Glossary N


Natural | A symbol (♮) that cancels a previous sharp or flat. Also the name given to a note that is neither sharp nor flat (example: C natural).

Natural minor scale | The basic form of a minor scale; results from flattening the third, sixth, and seventh degrees of the major scale. (See also Aeolian mode.)

Neapolitan chord | (Abbreviation: N) A major chord built on the flat second degree of the tonic key. Because the chord is often played in first inversion, it’s usually called ‘Neapolitan sixth,’ whether the chord is inverted or not.

Neapolitan sixth | (See Neapolitan chord.)

Neck | The part of a stringed instrument that bears the fingerboard or fretboard.

Neighboring tone | A non-chord tone that is approached by step and then returns by step to the original note. If a neighboring tone occurs with the second chord, then it’s called an ‘accented neighboring tone.’

Neoclassicism | A return by composers in the early twentieth century to the forms and styles of the seventeenth and eighteenth centuries, as a reaction against nineteenth-century romanticism.

Neutral clef | A clef that is used for pitchless instruments like drums; may be used with a five-line staff or with a single-line staff.

New Age music | A contemporary type of meditative, mostly instrumental music; often includes natural sounds like waves, rain, birds, wind, etc.

New wave | A style of rock music popular in the 1970s and 1980s, influenced by punk but generally more pop in sound and less aggressive in performance.

Ninth | A compound interval equal to a second. Also, in a chord, the tone that lies a ninth above the root note.

Ninth chord | A five-tone chord spanning a ninth between its lowest and highest notes.

Nobilmente | A general term that means ‘nobly or richly.’

Nocturne | A short, moderately slow composition of a romantic or dreamy character, typically for piano; common in the nineteenth century; literally means “night piece.”

Noise | A type of sound that does not have a definite pitch and seems to lack order or coherence.


Non | A general term that means ‘not.’

Non-chord tone | A tone (often in a melody) that does not fit into the surrounding harmony. (Also nonharmonic tone or non-harmony note). Types of non-chord tones include an anticipation, appoggiatura, changing tone, escape tone, neighboring tone, passing tone, pedal tone, retardation, and suspension.

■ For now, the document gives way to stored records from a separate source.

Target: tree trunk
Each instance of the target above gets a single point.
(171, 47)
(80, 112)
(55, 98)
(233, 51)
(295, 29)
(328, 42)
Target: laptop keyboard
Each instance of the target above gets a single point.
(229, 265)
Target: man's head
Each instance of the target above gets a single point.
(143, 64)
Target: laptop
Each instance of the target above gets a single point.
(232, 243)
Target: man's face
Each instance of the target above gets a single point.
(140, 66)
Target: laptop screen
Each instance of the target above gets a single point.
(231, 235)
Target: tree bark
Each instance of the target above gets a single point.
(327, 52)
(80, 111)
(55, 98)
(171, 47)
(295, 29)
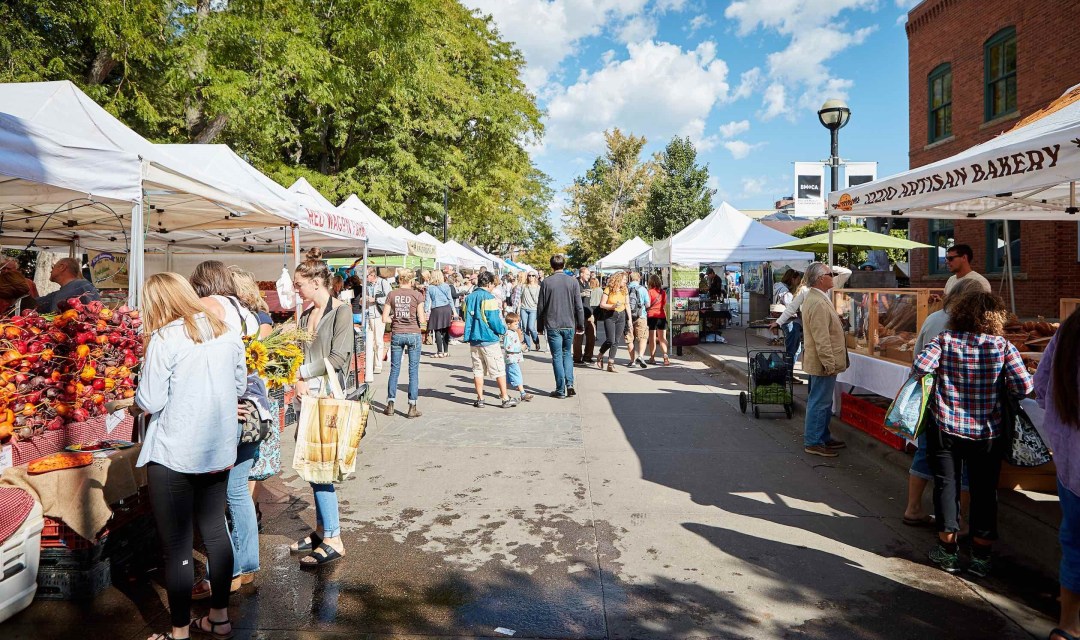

Nonet | A group of nine musicians. Also a composition written for nine voices or instruments.

Nonharmonic tone | (See non-chord tone.)

Non-harmony note | (See non-chord tone.)

Non-imitative counterpoint | (See unequal-voiced counterpoint.)

Non-lexical vocable | In speech or singing, a word or syllable that has no literal meaning; that is, a term considered only as a sequence of sounds or letters rather than as a unit of meaning (example: ‘la la la’). (See also vocable.)

Noodling | The process of improvising or playing casually on a musical instrument; the random, creative experimentation used to generate ideas for a song; a kind of musical doodling.

Normal form chord | (See root position.)

Normal progression | (See circle progression.)

Notation | (See music notation.)

Note | A single sound with a specific pitch and duration. Also, in musical notation, the symbol for such a sound.

Note cluster | (See tone cluster.)

Note head | (Abbreviation: head) In music notation, the part of a note symbol that represents the pitch of a note.

Note-octave notation | (See scientific pitch notation.)

Number | In music, numbers are generally used to indicate scale degrees, chords, note duration, and the finger positions used to play different instruments. A ‘number’ is also a slang term for a song or musical piece.

Nut | A raised bar near the head (top) of a string instrument’s fingerboard that supports the strings.